CERT's tech tip on malicious code mitigation explains the problem
of unspecified character encoding fairly well, so I quote it here:
Many web pages leave the character encoding
("charset" parameter in HTTP) undefined.
In earlier versions of HTML and HTTP, the character encoding
was supposed to default to ISO-8859-1 if it wasn't defined.
In fact, many browsers had a different default, so it was not possible
to rely on the default being ISO-8859-1.
HTML version 4 legitimizes this - if the character encoding isn't specified,
any character encoding can be used.
If the web server doesn't specify which character encoding is in use,
it can't tell which characters are special.
Web pages with unspecified character encoding work most of the time
because most character sets assign the same characters to byte values
below 128.
But which of the values above 128 are special?
Some 16-bit character-encoding schemes have additional
multi-byte representations for special characters such as "<".
Some browsers recognize this alternative encoding and act on it.
This is "correct" behavior, but it makes attacks using malicious scripts
much harder to prevent.
The server simply doesn't know which byte sequences
represent the special characters.
For example, UTF-7 provides alternative encoding for "<" and ">",
and several popular browsers recognize these as the start and end of a tag.
This is not a bug in those browsers.
If the character encoding really is UTF-7, then this is correct behavior.
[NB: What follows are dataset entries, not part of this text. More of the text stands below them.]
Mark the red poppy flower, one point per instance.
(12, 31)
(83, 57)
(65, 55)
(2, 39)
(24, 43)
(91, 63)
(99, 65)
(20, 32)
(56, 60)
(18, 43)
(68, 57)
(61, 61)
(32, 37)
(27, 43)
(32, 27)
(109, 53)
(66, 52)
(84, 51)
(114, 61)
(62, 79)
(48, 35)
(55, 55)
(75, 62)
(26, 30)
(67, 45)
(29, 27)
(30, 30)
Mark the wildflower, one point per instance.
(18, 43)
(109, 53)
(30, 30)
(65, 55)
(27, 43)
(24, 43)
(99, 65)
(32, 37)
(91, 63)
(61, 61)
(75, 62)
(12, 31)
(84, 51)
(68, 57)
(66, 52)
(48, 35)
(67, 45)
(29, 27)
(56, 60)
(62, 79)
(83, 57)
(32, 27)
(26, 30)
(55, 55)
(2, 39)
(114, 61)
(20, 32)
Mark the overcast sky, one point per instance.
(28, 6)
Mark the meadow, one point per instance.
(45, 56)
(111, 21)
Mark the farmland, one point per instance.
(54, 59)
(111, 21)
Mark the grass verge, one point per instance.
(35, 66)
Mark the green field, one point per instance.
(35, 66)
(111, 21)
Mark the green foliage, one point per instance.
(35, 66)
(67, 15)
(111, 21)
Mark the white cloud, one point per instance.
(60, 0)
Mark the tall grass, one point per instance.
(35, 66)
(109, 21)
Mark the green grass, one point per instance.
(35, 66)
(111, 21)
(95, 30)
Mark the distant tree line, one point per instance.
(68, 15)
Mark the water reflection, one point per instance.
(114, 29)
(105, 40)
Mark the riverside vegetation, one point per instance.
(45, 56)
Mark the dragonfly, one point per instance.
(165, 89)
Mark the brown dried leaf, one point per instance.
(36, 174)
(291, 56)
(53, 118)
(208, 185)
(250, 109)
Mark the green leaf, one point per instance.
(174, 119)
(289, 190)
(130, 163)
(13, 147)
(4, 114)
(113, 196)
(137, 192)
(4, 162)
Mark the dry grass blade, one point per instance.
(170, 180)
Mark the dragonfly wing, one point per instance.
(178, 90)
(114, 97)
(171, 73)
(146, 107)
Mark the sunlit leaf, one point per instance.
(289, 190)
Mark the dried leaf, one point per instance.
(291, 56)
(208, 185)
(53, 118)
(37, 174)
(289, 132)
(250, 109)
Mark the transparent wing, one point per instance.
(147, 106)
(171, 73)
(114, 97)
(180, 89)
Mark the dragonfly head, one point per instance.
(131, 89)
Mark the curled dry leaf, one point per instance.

The problem is that it is possible to get into a situation in which
the browser and the server disagree on the encoding.
Thankfully, though explaining the issue is tricky, its resolution in HTML
is easy.
In the HTML header, simply specify the charset, like this example
from CERT:
<HTML>
<HEAD>
<META http-equiv="Content-Type"
content="text/html; charset=ISO-8859-1">
<TITLE>HTML SAMPLE</TITLE>
</HEAD>
<BODY>
<P>This is a sample HTML page
</BODY>
</HTML> |
From a technical standpoint,
an even better approach is to set the character encoding as part of
the HTTP protocol output, though some libraries make this more difficult.
This is technically better because it doesn't force the client to
examine the header to determine a character encoding that would enable it
to read the META information in the header.
Of course, in practice a browser that couldn't read the META information
given above and use it correctly would not succeed in the marketplace,
but that's a different issue.
In any case, this just means that the server would need to send
as part of the HTTP protocol, a ``charset'' with the desired value.
Unfortunately, it's hard to heartily recommend this (technically better)
approach, because some older HTTP/1.0 clients did not deal properly with
an explicit charset parameter.
Although the HTTP/1.1 specification requires clients to obey the parameter,
it's suspicious enough that you probably ought to use it as an
adjunct to forcing the use of the correct
character encoding, and not your sole mechanism.